Alimony, Spousal Support, Spousal Maintenance in Texas - TLC Law, PLLC

An Overview of Alimony in Texas

In Texas law, alimony is referred to as “spousal maintenance.” Alimony is the exception and not the rule in Texas. In fact, no U.S. state may be more restrictive than Texas in awarding it. With that said, alimony is worth seeking for countless spouses, and you shouldn’t discount it simply based on what you’ve heard. Your case is unique to you.

This post is meant as a general summary of alimony in Texas. There is no substitute for speaking with a family law attorney in Smith County, Rusk County, Cherokee County, Gregg County or wherever your divorce may be filed or pending.
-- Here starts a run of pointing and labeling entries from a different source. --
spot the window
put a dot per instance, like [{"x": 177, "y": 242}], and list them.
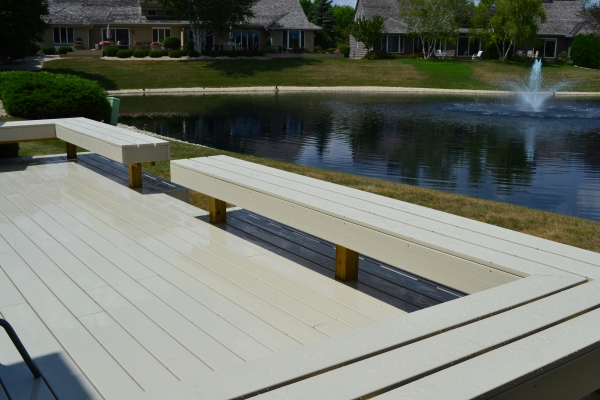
[
  {"x": 549, "y": 48},
  {"x": 159, "y": 34},
  {"x": 393, "y": 44},
  {"x": 63, "y": 35},
  {"x": 246, "y": 39},
  {"x": 293, "y": 39}
]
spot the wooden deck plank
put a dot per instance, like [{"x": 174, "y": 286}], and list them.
[
  {"x": 172, "y": 354},
  {"x": 514, "y": 363},
  {"x": 536, "y": 247},
  {"x": 294, "y": 365},
  {"x": 256, "y": 327},
  {"x": 141, "y": 365},
  {"x": 108, "y": 377},
  {"x": 282, "y": 321},
  {"x": 309, "y": 315},
  {"x": 395, "y": 248}
]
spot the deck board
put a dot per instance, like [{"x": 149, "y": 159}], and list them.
[{"x": 127, "y": 291}]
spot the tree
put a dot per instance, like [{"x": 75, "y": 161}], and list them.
[
  {"x": 216, "y": 16},
  {"x": 368, "y": 31},
  {"x": 21, "y": 24},
  {"x": 506, "y": 23},
  {"x": 322, "y": 15},
  {"x": 434, "y": 21},
  {"x": 307, "y": 7},
  {"x": 344, "y": 16}
]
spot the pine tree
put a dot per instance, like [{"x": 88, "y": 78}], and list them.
[{"x": 322, "y": 15}]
I office in Tyler, a short walk from the courthouse, but I regularly practice in front of the judges in every surrounding county.

There are two main types of marriages where alimony is worth exploring and discussing with a local family law attorney: the over 10 year marriage with one primary working spouse, or the disabled spouse or spouse with a disabled child.
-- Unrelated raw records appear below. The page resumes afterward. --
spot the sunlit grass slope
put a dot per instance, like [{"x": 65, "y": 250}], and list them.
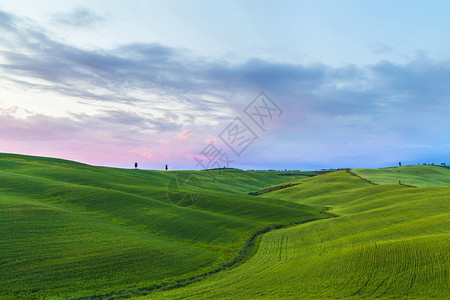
[
  {"x": 390, "y": 241},
  {"x": 417, "y": 175},
  {"x": 72, "y": 229}
]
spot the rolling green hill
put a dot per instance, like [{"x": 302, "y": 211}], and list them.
[
  {"x": 417, "y": 175},
  {"x": 390, "y": 242},
  {"x": 70, "y": 229}
]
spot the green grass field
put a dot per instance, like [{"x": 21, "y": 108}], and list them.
[
  {"x": 390, "y": 241},
  {"x": 70, "y": 230}
]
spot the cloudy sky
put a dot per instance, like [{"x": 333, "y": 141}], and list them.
[{"x": 346, "y": 83}]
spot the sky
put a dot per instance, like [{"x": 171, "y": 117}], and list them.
[{"x": 297, "y": 85}]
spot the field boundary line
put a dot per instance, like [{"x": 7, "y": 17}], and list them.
[{"x": 250, "y": 248}]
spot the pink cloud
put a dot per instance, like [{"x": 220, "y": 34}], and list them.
[{"x": 183, "y": 136}]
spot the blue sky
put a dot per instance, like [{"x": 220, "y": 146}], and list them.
[{"x": 359, "y": 83}]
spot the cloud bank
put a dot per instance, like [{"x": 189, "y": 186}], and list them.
[{"x": 150, "y": 102}]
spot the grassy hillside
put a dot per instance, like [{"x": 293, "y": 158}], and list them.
[
  {"x": 421, "y": 176},
  {"x": 72, "y": 229},
  {"x": 390, "y": 241}
]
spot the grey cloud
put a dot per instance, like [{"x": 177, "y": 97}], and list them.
[
  {"x": 79, "y": 17},
  {"x": 377, "y": 91}
]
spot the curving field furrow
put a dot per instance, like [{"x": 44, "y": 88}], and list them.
[{"x": 398, "y": 247}]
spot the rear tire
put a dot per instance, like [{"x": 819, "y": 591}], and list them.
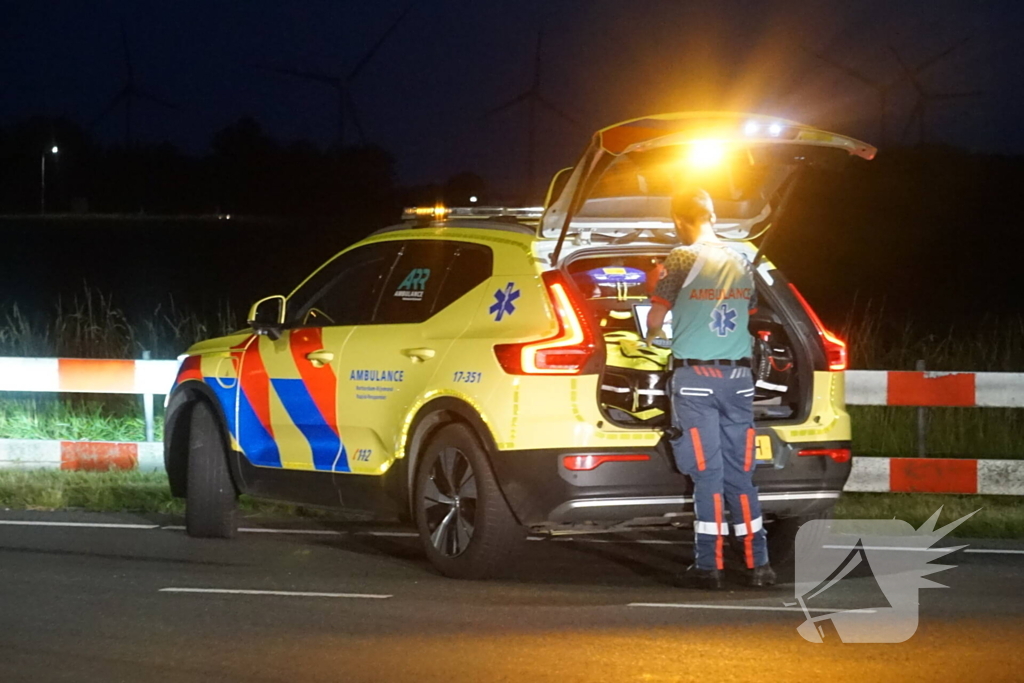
[
  {"x": 465, "y": 524},
  {"x": 211, "y": 501}
]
The Over 10 year Marriage with One Primary Working Spouse

All around Tyler, Longview and many East Texas locales, a married couple have just one spouse earning money. This can be for a variety of reasons: one spouse homeschools the children, one spouse makes enough money to support the household, one spouse prefers the other spouse simply not working, and so on.

Whatever the reason, in a one-income household, the non-working spouse can become so reliant on the other spouse financially that the non-working spouse lacks the marketable skills and job experience needed to get quickly back to work. This could create an argument for spousal maintenance. However, it only applies if the marriage is 10 years or longer as of the date of trial.

Further, this basis for alimony requires that you attempt to get work or acquire marketable skills; if you don’t make this showing, a judge could deny you alimony simply because you have not made a good faith effort to support yourself.

Finally, as with all seeking spousal maintenance, you can only get it in order to meet your minimum reasonable needs. Spousal maintenance in Texas is not meant to fund the quality of life you enjoyed during marriage. In fact, alimony in Texas based on a 10-year marriage is not permanent and is limited in amount and duration.

As a general rule, you can only get alimony to meet your minimum reasonable needs and this is capped at the lesser of $5,000.00 or 20 percent of your spouse’s average monthly gross income. Further, you can only get alimony for five years for a marriage lasting between 10 and 20 years, for seven years for a marriage between 20 and 30 years, and for 10 years for a marriage of thirty years or more.

The Disabled Spouse or Spouse with Disabled Child

Texas has the second highest number of individuals with disabilities of all the states![1] It is no surprise then that in most of my cases involving alimony, a disability was at play. It becomes much easier to get alimony when a spouse is disabled, or if the spouse’s child is disabled and one spouse is providing care for the child.

You don’t have to be married for 10 years. You also don’t have to make efforts to get work or acquire skills. But you have to show you are unable to work. This could be difficult, or relatively easy depending on the severity of your disability or the evidence available.

Disability based alimony can be permanent; that is, for the rest of your life. However, this is fairly rare. Still, the amount of alimony is capped at the lesser of $5,000 or 20 percent of your spouse’s average monthly gross income.

The Abused Spouse

If your spouse has abused you or your child in the prior two years and plead guilty to the offense, you could get alimony. This is a highly technical basis for alimony that must be filed within two years of the assault. So if you could qualify for alimony on this basis consult an attorney right away!


Think you have a great argument for or against alimony? One last thing to consider is the property division itself. The judge MUST consider the property division in determining if a spouse needs maintenance to meet minimum reasonable needs.

For example, if a spouse gets $150,000 in the sale of the house, the judge could decide this is enough for the spouse to meet minimum reasonable needs, even though he/she would otherwise need alimony to meet his/her needs.

Consult with a local family law attorney for their opinion. There are many other legal details to consider that are not set out in this blog post. Also, a family lawyer can look at the potential evidence, and may have a very different interpretation of your case.